2). Provide Some Shade
Of course, it’s not just dogs that need to be protected from the warm weather; rabbits, guinea pigs and other small furries do too! It’s essential that animals that live outdoors have a shaded area, and you could consider bringing them indoors or creating a space for them in the garage. All our goats along with our sheep have plenty of places they can take shelter from the heat.
3). Sun Cream
Some animals with this light coats can be prone to sunburn and, whilst making sure they’re in the shade whilst the sun is at its strongest, it’s also possible to buy hypoallergenic sun cream which can be applied to sensitive areas such as ears and noses.
4). Damp Towel
By gently stroking your cat with a damp towel (that isn’t too cold) you can keep them cool.
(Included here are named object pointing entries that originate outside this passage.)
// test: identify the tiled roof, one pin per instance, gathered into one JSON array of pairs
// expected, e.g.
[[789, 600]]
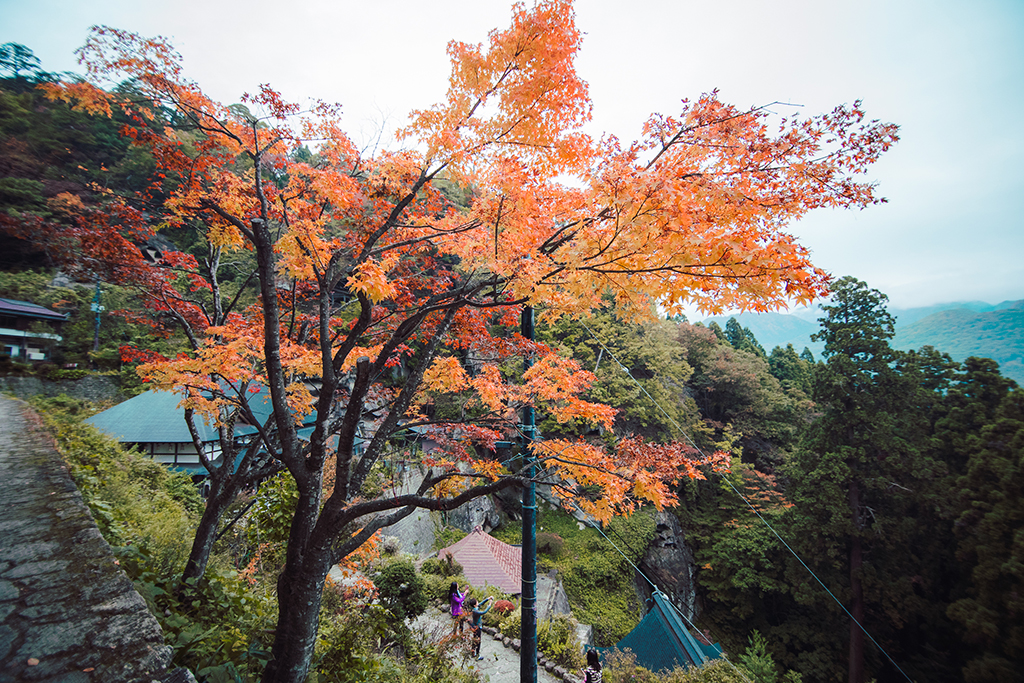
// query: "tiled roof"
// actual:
[[28, 309], [487, 561]]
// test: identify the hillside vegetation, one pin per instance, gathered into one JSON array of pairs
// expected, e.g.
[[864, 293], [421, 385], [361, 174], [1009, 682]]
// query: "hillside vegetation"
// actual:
[[891, 459]]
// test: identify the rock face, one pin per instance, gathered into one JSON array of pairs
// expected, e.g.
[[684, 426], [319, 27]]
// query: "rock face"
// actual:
[[480, 512], [669, 562]]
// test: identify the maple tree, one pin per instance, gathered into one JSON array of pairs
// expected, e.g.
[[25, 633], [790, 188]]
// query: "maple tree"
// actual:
[[366, 269]]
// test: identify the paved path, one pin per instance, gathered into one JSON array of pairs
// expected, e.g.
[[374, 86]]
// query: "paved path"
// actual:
[[500, 664], [68, 612]]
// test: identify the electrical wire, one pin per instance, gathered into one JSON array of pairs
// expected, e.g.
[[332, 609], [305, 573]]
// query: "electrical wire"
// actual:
[[597, 526], [743, 498]]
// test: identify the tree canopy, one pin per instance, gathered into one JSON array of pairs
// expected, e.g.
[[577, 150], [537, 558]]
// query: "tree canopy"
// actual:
[[375, 283]]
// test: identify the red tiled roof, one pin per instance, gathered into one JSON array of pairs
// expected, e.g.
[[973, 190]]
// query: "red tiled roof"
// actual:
[[487, 561]]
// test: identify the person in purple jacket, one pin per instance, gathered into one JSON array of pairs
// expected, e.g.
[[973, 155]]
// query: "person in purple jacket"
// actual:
[[456, 598]]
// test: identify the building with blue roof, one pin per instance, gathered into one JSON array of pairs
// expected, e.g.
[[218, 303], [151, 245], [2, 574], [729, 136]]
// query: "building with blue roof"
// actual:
[[19, 338], [155, 423]]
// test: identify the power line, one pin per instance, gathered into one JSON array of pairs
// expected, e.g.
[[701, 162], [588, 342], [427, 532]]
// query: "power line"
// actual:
[[743, 498]]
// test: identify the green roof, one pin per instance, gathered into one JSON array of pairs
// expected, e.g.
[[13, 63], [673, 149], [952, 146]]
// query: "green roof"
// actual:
[[153, 417]]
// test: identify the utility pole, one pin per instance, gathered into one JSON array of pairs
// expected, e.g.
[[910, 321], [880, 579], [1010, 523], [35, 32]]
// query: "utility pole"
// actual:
[[97, 308], [527, 648]]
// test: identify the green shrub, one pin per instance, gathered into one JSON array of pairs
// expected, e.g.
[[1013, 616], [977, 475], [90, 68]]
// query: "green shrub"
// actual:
[[446, 536], [401, 590], [270, 517], [511, 626], [132, 499], [550, 544], [217, 626], [556, 637], [432, 565], [441, 567]]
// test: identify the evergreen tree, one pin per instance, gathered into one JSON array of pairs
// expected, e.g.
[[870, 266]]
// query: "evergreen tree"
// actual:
[[852, 482], [985, 427]]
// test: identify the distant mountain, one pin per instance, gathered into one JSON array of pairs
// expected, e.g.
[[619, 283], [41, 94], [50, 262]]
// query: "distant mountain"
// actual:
[[776, 330], [996, 334], [962, 330]]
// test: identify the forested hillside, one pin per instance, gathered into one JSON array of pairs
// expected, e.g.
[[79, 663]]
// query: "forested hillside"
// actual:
[[962, 330], [890, 461]]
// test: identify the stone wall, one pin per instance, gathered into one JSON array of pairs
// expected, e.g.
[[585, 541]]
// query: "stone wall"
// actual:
[[97, 388], [68, 612]]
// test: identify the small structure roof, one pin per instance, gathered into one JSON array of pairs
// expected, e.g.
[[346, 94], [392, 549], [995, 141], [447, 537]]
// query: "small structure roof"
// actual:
[[662, 642], [487, 561], [28, 309], [153, 417]]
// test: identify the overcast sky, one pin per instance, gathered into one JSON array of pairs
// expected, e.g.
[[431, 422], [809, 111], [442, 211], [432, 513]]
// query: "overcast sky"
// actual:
[[950, 74]]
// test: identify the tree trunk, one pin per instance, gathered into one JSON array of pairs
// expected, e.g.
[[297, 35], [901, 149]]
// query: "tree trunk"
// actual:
[[299, 594], [206, 534], [856, 591]]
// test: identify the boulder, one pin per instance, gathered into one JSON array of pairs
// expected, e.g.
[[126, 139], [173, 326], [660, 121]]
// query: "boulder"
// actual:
[[669, 562]]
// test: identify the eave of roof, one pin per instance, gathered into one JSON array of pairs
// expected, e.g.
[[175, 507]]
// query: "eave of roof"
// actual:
[[29, 309], [487, 561]]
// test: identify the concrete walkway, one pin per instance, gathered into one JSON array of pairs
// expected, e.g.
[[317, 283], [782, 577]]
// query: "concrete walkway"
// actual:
[[500, 664], [68, 612]]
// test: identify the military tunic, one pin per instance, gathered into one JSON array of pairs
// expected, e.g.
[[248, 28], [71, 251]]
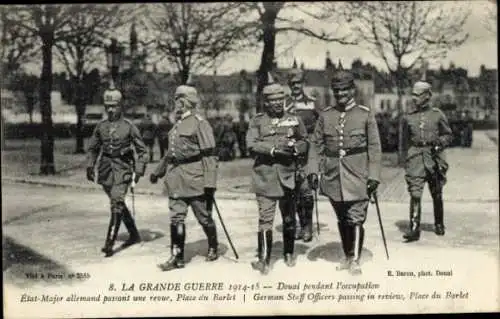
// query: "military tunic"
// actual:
[[274, 179], [115, 142], [421, 130], [190, 166]]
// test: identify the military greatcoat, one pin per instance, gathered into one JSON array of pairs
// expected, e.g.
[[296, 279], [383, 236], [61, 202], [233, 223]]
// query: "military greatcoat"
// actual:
[[115, 142], [270, 175], [190, 164], [348, 144]]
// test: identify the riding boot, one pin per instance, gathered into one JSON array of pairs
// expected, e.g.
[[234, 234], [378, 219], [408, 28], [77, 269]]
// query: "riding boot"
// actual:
[[177, 238], [129, 222], [211, 233], [437, 201], [288, 245], [265, 238], [359, 234], [345, 237], [114, 227], [299, 228], [415, 213]]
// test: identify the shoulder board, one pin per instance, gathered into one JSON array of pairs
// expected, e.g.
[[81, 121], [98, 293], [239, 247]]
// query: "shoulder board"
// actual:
[[366, 108]]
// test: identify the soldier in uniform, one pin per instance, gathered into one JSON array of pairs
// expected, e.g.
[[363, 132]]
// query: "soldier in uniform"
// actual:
[[303, 106], [426, 133], [190, 170], [148, 132], [276, 140], [164, 127], [348, 143], [115, 139]]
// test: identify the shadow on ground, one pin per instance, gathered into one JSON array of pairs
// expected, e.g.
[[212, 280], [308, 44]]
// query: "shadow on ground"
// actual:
[[404, 225], [20, 260], [332, 252]]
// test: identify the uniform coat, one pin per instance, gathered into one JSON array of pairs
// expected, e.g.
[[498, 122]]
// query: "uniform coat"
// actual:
[[269, 175], [349, 151], [114, 142], [190, 164], [422, 129]]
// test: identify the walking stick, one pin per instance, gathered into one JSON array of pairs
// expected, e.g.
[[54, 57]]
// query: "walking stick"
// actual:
[[380, 223], [225, 230]]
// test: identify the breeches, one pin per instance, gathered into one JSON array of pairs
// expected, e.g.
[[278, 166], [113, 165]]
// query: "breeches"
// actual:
[[351, 212], [116, 194], [179, 207], [267, 209]]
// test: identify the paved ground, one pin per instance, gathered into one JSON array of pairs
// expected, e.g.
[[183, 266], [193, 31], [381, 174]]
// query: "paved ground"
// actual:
[[61, 230]]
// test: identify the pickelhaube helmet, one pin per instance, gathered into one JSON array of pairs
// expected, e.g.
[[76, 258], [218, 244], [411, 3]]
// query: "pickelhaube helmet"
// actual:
[[295, 74], [342, 79], [272, 90], [112, 96]]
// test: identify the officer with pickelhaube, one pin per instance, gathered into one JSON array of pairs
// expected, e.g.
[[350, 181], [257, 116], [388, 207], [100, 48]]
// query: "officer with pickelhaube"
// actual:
[[275, 140], [426, 133], [302, 105], [348, 143], [190, 169], [116, 138]]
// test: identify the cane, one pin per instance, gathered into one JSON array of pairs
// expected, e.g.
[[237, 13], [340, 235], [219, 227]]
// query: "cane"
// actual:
[[225, 230], [380, 223]]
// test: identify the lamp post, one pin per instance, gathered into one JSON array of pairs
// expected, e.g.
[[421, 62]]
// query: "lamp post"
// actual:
[[114, 54]]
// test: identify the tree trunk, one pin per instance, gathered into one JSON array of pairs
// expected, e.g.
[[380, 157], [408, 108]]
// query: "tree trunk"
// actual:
[[266, 61], [47, 166]]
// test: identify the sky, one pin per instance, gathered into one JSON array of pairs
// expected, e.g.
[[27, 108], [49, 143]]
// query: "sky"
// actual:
[[480, 48]]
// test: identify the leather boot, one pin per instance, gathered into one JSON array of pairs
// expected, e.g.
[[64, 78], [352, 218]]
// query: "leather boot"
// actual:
[[266, 242], [113, 228], [359, 234], [177, 238], [299, 228], [437, 201], [129, 222], [415, 213], [288, 245], [307, 216], [211, 233], [345, 237]]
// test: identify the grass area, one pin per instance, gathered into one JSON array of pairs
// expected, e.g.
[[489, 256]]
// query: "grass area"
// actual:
[[22, 158]]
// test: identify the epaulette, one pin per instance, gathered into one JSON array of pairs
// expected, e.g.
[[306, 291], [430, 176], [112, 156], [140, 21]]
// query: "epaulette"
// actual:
[[366, 108]]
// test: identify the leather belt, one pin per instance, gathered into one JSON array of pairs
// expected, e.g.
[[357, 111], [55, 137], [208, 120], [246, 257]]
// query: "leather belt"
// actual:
[[346, 151]]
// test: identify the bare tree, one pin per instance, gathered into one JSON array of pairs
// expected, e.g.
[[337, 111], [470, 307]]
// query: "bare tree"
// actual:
[[90, 27], [305, 19], [193, 36], [49, 24], [404, 34]]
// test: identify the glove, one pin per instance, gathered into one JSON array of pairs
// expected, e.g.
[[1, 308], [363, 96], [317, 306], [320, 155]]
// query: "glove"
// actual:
[[209, 197], [90, 174], [371, 187], [313, 181], [153, 178]]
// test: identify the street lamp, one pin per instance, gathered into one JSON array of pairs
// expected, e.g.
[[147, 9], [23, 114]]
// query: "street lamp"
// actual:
[[114, 54]]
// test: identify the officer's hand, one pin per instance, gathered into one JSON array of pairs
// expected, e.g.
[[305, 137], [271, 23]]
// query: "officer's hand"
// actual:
[[313, 181], [209, 197], [153, 178], [90, 174], [371, 187]]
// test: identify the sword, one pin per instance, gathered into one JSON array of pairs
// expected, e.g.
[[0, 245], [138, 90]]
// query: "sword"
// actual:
[[225, 230], [375, 199]]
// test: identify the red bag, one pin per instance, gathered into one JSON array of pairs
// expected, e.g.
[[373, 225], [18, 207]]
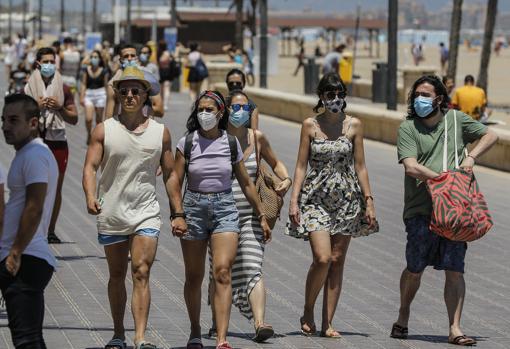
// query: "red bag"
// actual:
[[459, 209]]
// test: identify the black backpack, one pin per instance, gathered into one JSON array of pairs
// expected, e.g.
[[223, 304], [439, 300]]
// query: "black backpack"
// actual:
[[188, 144]]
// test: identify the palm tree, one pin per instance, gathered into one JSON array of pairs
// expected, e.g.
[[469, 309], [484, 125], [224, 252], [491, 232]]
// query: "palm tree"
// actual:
[[490, 21], [454, 38]]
This technique works so effectively because it mimics what cats do to keep themselves cool.
Whilst animals naturally malt in the summer, taking them for a trim will make a world of difference in keeping them cool – especially if they have a particularly thick coat.
It’s not just us humans that suffer from allergies during the summer months - dogs can also develop allergies to pollen which makes them incredibly itchy, especially on their ears, armpits and sides. They may also get red, itchy eyes. Antihistamines and steroids are available from the vets, and vacuuming and washing dog beds regularly can help to remove allergens.